A) Vaginal lavage fluid was assessed prior to challenge (day 0) and at 4- and 14- days post-challenge for fungal burden by plate counting. For each animal, the mean CFU/ml value at each time point from experimental challenges prior to vaccination is presented (black), alongside CFU/ml values from the post-vaccination challenge (green). B) Vaccination with NXT-2a significantly reduced the fungal burden at day 4 post-challenge (**P = 0.0055) when compared to day 4 post-challenge values from the most recent pre-vaccination challenge. Data are represented as mean ± SEM. Statistical significance was assessed by using the ratio paired t-test.

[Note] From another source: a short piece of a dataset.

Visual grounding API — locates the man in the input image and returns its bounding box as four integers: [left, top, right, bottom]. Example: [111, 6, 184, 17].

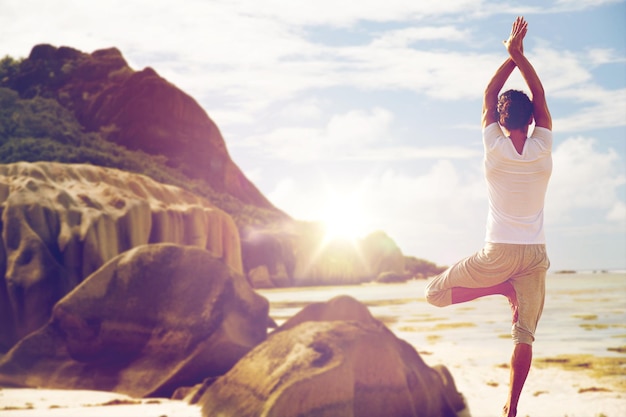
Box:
[426, 17, 552, 417]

https://doi.org/10.1371/journal.pone.0352577.g005

Discussion

In this study, we developed a serial experimental infection model of VVC in NHPs as a novel approach to modeling aspects of RVVC. We demonstrate that Japanese macaques intravaginally challenged with C. albicans are susceptible to serial experimental infections, which was confirmed by an increase in vaginal C. albicans fungal burden, the presence of hyphae, and increased vaginal PMN infiltration following challenge. Importantly, infection and reinfection induce limited anti-Candida IgG responses that do not prevent reinfection, similar to RVVC in humans [43]. Intramuscular immunization of serially infected macaques with NXT-2a induced robust NXT-2a-specific IgG titers in the plasma and vaginal mucosa and reduced fungal burden following subsequent challenge. These data support the utility of this model and the efficacy of NXT-2 based immunization strategies against (R)VVC.

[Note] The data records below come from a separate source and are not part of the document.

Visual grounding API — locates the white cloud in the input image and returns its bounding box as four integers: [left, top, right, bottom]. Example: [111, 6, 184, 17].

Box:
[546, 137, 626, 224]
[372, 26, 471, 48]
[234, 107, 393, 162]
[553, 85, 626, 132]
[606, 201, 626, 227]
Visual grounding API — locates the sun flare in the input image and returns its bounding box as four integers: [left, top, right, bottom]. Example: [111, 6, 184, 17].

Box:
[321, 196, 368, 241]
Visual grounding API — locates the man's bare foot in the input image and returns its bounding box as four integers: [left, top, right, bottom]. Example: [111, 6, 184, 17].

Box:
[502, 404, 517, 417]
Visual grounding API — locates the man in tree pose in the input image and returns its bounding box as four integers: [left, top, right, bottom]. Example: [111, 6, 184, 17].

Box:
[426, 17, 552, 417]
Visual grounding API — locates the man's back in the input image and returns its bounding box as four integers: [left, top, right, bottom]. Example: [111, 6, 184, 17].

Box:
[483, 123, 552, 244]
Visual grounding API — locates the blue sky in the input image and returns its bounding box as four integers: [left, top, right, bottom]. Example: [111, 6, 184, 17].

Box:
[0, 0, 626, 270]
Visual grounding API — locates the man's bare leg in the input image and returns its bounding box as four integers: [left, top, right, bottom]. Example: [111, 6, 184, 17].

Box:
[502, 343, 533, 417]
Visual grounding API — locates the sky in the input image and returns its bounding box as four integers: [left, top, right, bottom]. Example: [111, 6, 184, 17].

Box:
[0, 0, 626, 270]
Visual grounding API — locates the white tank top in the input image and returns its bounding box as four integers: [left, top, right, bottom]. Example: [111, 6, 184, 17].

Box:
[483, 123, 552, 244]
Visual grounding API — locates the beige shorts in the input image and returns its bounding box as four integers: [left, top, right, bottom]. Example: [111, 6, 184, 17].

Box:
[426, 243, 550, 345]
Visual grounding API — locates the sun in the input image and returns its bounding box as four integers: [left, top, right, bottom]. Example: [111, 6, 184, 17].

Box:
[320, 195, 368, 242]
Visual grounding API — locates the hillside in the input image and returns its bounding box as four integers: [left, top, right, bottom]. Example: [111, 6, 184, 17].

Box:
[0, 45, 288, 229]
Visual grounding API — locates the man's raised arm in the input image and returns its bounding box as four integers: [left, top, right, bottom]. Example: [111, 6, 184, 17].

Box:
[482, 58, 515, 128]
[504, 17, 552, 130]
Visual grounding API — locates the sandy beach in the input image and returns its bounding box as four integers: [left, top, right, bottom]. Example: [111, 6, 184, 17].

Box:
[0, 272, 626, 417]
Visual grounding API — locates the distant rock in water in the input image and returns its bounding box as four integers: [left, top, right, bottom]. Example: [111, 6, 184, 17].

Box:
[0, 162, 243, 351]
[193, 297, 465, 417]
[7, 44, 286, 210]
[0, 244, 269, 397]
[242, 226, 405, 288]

We observed a range of peak fungal burdens across the animals following the initial infection (Fig 1B). Some animals had lower fungal burdens than those observed in a previous study conducted by Steele et al. in rhesus macaques [32], but were closer in range to values observed in human studies [43]. Importantly, in the current study, initial infection did not prevent reinfection. Three of the four animals had comparable or higher fungal burdens during this subsequent infection, while the fourth animal had a slightly lower fungal burden; however, the burden remained 1667 CFU/ml. This suggests that following the initial infection, NHPs remained susceptible to subsequent infection. These findings are similar to a clinical study conducted by Fidel et al., which reported that women with an infrequent history of VVC remain more susceptible to symptomatic VVC infection following challenge than those with no history of VVC [43]. Furthermore, in the same study, it was observed that in symptomatically infected individuals, there was a correlation between higher levels of PMNs and higher fungal burden [43]. We observe a similar phenotype in our study, with the average levels of PMNs peaking at 4 days post challenge (Fig 2B) when fungal burden is at its peak (Fig 1B). Together, these findings suggest that the innate immune responses to vaginal Candida infections in Japanese macaques share features with those observed in human disease.

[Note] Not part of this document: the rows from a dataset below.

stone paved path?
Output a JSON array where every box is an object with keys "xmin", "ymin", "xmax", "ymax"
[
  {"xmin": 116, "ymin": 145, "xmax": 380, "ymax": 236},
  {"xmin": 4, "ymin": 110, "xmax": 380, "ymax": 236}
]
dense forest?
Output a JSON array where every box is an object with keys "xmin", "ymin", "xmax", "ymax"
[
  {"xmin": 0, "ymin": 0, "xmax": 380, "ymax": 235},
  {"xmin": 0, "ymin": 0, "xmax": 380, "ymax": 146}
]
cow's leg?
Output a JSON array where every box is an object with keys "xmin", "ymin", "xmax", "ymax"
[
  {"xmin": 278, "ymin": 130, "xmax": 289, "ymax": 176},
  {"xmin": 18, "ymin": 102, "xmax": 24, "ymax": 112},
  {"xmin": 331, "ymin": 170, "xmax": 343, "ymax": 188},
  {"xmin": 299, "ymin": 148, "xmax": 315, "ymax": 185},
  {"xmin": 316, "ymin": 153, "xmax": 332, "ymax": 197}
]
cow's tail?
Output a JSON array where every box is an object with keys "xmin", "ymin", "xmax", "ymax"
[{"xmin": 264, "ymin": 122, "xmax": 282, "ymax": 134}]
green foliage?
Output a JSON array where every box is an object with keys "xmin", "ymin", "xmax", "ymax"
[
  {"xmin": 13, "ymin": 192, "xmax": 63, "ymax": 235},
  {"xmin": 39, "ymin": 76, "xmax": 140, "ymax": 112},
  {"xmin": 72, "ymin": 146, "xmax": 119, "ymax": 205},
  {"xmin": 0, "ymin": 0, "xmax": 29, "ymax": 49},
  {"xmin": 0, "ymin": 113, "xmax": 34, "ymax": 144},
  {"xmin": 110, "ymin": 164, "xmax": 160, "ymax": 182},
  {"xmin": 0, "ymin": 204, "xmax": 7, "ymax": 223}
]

Our study demonstrates that Japanese macaques, like humans [46], exhibit prior sensitization to C. albicans, a feature that may be important for evaluating vaccine responses and is absent in murine models. All the animals had detectable systemic anti-Candida IgG levels prior to experimental Candida challenge (Fig 3A). In three of the four animals, intravaginal challenge did not result in increased systemic (Fig 3A) or mucosal (Fig 3B) anti-Candida IgG levels following subsequent challenge. One animal (220-21) exhibited elevated systemic and vaginal anti-Candida IgG levels; however, this animal also maintained high fungal burdens during challenges. Collectively, these data indicate that naturally acquired anti-Candida IgG responses are limited and were not associated with effective fungal clearance or the prevention of subsequent infections in this model.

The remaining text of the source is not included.